Global Sustainable Development Report 2023
With the world off course in achieving the Sustainable Development Goals (SDGs), action is needed. The Global Sustainable Development Report 2023 calls for transformational shifts rooted in science that would rapidly reverse course and turbocharge the SDGs. With this in mind, the report is entitled “Times of crisis, times of change: Science for accelerating transformations to sustainable development”. It was published by the United Nations in September 2023.
At this critical juncture, midway to 2030, it is clear that incremental and fragmented change will be insufficient to achieve all 17 SDGs in the remaining seven years, or even by 2050. Strategic, whole-of-society transformations are needed. And this must be achieved globally – leaving no country, society or person behind.
Of 36 targets reviewed in the report, only two are on track to be achieved, while progress on eight is slowing. Before the pandemic, implementation was sluggish and even regressing in some areas like climate action, biodiversity loss and inequality. There have now also been significant setbacks in poverty eradication, gender equality, education and the elimination of hunger.
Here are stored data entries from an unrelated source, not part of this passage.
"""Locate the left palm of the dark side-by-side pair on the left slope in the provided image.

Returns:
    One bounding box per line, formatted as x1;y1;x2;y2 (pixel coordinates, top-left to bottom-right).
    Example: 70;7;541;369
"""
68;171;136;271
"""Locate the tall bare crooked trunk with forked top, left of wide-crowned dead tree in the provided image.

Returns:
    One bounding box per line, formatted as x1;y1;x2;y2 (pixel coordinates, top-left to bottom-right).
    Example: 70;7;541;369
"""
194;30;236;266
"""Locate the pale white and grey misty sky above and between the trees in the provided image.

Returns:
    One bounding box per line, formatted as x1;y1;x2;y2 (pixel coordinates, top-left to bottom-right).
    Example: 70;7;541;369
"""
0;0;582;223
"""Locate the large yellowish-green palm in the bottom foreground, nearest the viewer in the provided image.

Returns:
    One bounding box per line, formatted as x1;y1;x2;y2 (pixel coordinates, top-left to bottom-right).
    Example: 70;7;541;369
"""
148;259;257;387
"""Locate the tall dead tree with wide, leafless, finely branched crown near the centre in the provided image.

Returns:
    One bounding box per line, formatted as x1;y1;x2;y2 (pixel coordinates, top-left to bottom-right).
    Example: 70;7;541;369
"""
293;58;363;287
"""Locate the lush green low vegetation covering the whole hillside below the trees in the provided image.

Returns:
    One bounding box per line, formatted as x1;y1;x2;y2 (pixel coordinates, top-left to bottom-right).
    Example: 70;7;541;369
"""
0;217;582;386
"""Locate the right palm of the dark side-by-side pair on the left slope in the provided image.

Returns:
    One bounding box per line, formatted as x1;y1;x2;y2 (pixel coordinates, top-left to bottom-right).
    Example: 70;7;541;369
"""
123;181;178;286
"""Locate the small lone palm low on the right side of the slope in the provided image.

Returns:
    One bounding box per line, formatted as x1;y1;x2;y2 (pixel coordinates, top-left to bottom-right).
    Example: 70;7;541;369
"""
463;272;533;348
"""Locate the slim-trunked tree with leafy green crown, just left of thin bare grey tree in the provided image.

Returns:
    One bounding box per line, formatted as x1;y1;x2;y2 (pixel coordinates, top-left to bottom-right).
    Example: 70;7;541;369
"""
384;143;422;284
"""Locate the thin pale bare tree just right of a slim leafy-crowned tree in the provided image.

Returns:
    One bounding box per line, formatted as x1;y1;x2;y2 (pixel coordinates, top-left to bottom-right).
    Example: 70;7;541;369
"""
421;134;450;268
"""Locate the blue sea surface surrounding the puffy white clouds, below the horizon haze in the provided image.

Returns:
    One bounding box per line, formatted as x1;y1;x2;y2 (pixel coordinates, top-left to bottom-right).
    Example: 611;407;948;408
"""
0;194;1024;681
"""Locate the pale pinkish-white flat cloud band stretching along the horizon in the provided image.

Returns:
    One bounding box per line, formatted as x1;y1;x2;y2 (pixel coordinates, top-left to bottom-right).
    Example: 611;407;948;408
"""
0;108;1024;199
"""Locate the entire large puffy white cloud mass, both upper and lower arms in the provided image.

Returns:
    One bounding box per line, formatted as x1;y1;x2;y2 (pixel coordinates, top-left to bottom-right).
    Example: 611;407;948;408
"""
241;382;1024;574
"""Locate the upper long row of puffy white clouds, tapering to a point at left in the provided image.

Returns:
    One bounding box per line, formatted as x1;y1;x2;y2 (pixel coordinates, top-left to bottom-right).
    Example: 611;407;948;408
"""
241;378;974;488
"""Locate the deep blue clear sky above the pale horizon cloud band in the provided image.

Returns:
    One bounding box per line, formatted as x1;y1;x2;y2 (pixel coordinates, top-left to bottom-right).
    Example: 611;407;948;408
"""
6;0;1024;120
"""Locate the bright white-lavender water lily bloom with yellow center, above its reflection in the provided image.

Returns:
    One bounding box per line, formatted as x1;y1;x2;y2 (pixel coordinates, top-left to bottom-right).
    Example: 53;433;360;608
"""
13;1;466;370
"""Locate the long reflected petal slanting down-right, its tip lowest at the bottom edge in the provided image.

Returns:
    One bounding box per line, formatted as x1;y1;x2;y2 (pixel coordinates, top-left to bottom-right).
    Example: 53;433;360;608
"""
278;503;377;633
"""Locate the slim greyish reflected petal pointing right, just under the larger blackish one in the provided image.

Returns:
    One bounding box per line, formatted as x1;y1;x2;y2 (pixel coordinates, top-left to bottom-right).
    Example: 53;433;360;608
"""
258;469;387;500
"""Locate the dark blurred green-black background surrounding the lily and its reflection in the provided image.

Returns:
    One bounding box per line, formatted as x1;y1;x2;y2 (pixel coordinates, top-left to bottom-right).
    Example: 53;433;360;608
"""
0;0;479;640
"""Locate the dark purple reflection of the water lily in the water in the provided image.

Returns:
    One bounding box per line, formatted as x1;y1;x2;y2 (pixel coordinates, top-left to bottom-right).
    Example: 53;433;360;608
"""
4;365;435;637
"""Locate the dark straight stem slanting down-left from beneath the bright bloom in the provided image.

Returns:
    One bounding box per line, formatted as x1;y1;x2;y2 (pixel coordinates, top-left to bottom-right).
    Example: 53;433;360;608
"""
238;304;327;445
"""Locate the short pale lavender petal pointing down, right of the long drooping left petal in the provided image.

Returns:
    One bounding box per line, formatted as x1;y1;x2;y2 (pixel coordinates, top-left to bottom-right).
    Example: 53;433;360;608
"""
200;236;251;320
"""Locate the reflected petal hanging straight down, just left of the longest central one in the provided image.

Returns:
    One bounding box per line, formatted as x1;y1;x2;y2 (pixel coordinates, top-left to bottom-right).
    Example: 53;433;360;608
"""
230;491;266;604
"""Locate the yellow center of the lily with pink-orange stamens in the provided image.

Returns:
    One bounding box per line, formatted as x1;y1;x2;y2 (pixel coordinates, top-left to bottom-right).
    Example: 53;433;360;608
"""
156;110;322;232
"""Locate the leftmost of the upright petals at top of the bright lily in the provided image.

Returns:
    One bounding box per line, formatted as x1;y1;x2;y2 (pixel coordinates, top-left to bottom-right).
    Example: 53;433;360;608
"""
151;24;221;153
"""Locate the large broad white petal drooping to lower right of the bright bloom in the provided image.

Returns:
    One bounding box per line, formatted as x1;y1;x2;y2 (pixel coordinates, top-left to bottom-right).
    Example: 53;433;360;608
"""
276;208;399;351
Interconnected and systemic approach will be key
Science must play a major role in advancing sustainable development. It provides evidence and support for the emergence of innovations and the dismantling of negative pathways and paradigms. The report calls on universities, policymakers and research funders to increase support to research that is guided by the 2030 Agenda, especially in the Global South. To be meaningful, science needs to be transparent, inclusive and transdisciplinary: it must be produced in a range of contexts by diverse and multidisciplinary groups engaging all possible actors, including youth.
The report provides new evidence that understanding the interconnections between individual goals will be essential. Decision-makers must devise policies that manage difficult trade-offs and avoid international spill overs – for example, rising carbon emissions in one country due to the production of goods consumed in another.
SDG Transformation Framework for Accelerated Action
The paper also provides detailed guidance on how different societal actors can shape transformations for sustainable development and actively accelerate progress. Interventions in certain areas – such as sustainable food systems, human well-being, and energy decarbonisation and universal access – can have systemic effects.
It calls for the establishment of an SDG Transformation Framework for Accelerated Action by 2024 that brings together local action and international cooperation in a way that accounts for differing contexts, needs, aspirations and capabilities. The authors urge countries to develop national plans for coordinated SDG action. Local governments, businesses and industry associations, and institutional investors should also develop similar plans. Partnerships between all parts of society are needed to achieve the goals.